Saw this one as kid at The Tennessean, a grand old movie palace from l'age d'or, fallen into charming derelict abandon in the hard-pressed 70s, typical for downtown Nashville, TN as for most urban areas. The garish and crudely sketched poster featured a cliched version of Death (black flowing robe, skeletal figure, malicious grinning skull) wielding the ubiquitous scythe and running towards the viewer. Could the jogging fad of the decade influenced the skeleton's spry stance?
As for The Redeemer itself - finally available on DVD as Class Reunion Massacre, but badly edited and far inferior to the 80s VHS release which contains all original footage - the ultra-simplistic plot pre-figured the soon-to -emerge slasher trend, as so many forward thinking films did before 1978's seminal blueprint for the subgenre, Halloween. Unfortunately the victims in the film are all punished for sins way politically incorrect by today's standards - marital infidelity, drug abuse, homosexuality. But think of it as a time capsule capturing the retrogressive zeitgeist of an era badly confused between free love and a queasy embrace of gender equality.

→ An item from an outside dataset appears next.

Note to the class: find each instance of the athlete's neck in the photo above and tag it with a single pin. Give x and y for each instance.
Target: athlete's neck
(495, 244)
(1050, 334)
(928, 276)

All pretense aside, we adored the creepy mix of live action slaughter with plot less moments of puppetry (so SO VERY ripped off by the limpid SAW series of today). Lots of moody moments and stretches of near-boredom help to create the perfect soporific ambiance crucial to exploit the well-timed explosions of actual gruesome violence. Honestly folks, this one has cheap charms to spare.